Skywalker: A Family at War by Kristin Baver is an unusual book. Unlike the majority of Star Wars novels, it is presented in the style of a factual biography that follows the Skywalker family from just prior to the events of The Phantom Menace to the end of The Rise of Skywalker.
Please note: This post contains affiliate links. Potential spoilers ahead for all previously released Star Wars material.
First, a very quick overview of Skywalker: A Family at War as a whole. The book is divided into three parts: The Father, The Twins, and the Dyad. Part one is the longest and begins with a brief look at Shmi Skywalker’s life before diving straight into Anakin’s childhood. From here, we follow him during his years on Tatooine, through his Jedi training, the Clone Wars, and his eventual transformation into Darth Vader. Part two picks up with Luke and Leia as children and follows them through their respective youth on Tatooine and Alderaan and the events of the original trilogy, while part three begins with the birth of Ben Solo and follows the events of the sequel trilogy through to Ben’s death on Exegol.
Almost nothing new is added to the Skywalker story at any point so don’t go into this book expecting page after page of new revelations, but what this book does well is two things. First, it brings together events from a multitude of different sources into one, fairly comprehensive narrative. There are events covered here not only from the films but from the Clone Wars and Rebels TV shows, many of the novels, and also the various Star Wars comic book series. For those interested in learning more about the key characters of the Star Wars movies but who don’t have the time or inclination to work their way through dozens of novels and comic series, you really couldn’t ask for a better overview of everything we know about the central characters so far.
Second, Skywalker: A Family at War explores the major events in these people’s lives in detail, allowing for pauses to reflect upon how they affected the characters we known and love and shaped their later choices. By focusing so specifically on these few characters and following them from birth to death, we get to see how their lives were molded by events in the wider galaxy, and how they themselves impacted the wider galaxy in turn. This bringing together of story fragments from so many different sources allows us to explore, for example, how the ramifications of an event from a novel would shape a character’s perspective on something that happens in a movie taking place many years later in their lives. In one example, Leia’s betrayal by a former boyfriend during her teens (as seen in Leia: Princess of Alderaan by Claudia Gray) is referenced when she is once again betrayed, this time by Lando on Cloud City during The Empire Strikes Back.
It is worth remembering that the book only really looks at events we are already aware of – at least those of us who are trying to keep up-to-date with the ever-expanding canon. My comment earlier about “everything we know so far” is very relevant here because the gaps we had in the canon prior to this book’s release are largely still there now. This is especially obvious in Luke’s story. While Anakin’s life has largely been explored across most eras thanks to the prequels, original trilogy, and his ongoing comic series, and Leia’s life has also been covered in some detail thanks to the two Claudia Gray novels, there are still huge gaps in Luke’s story – especially his youth on Tatooine and the years between Return of the Jedi and The Force Awakens. While these areas are touched on a little, they are largely passed over. Personally, I hope to see the former gap explored in the forthcoming Obi-Wan series on Disney+ which is likely one of the reasons why this book wasn’t allowed to explore this time period any deeper. Ben Solo’s story is also very vague up until The Force Awakens, with only a loose framework of a few known events so far.

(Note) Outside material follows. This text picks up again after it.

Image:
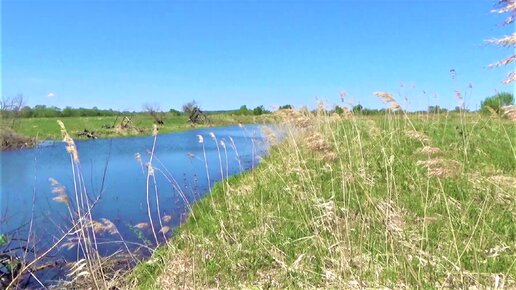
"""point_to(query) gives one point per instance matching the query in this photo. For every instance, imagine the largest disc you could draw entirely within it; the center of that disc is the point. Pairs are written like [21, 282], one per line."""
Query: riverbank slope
[344, 202]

Before I conclude, I want to acknowledge two problematic elements in Skywalker: A Family at War. In the early chapters, some of the depictions of Shmi use language very similar in tone to that which is often used in the trope of the “happy slave” – depicting enslaved people as being happy with their lot. Shmi is described at one point as “content” and seemingly satisfied with small pleasures, her situation casually referred to as merely “misfortune”, and at one point the author refers to Shmi being able to perform some duties at the “comfort” of a private work station. All these examples come together to paint an inaccurate yet familiar rose-tinted image of slavery. Later on, there are also several examples of language that conflate physical deformities with bad character traits or personality. Palpatine’s physical transformation at the hands of Mace Windu is described as, “his placid features replaced by a withered and scarred visage that matched his dark heart,” as if physical scars somehow reflect how a person is inside. Both of these are small elements of an otherwise good book, but it is hugely disappointing that such language was allowed to slip through.
I enjoyed Skywalker: A Family at War for the most part, even though I did feel throughout as if I were simply re-treading old ground. Having the events of so many books, TV episodes, comics and more brought together into one structured timeline helped me make sense of how these things related to one another, and I felt as if I came away with a better understanding of these characters than I went in with. I know this is a book I will be referring back to many times in the future.
For those reading their way through the current canon, this may not necessarily be worth the read except for the sake of completionism or a better understanding of events. The people I would really recommend this to are those looking for a first step into the Star Wars universe but who feel overwhelmed by the dozens of books that are already published. For them, this is the perfect stepping on point.
GeekMom received a copy of this book for review purposes.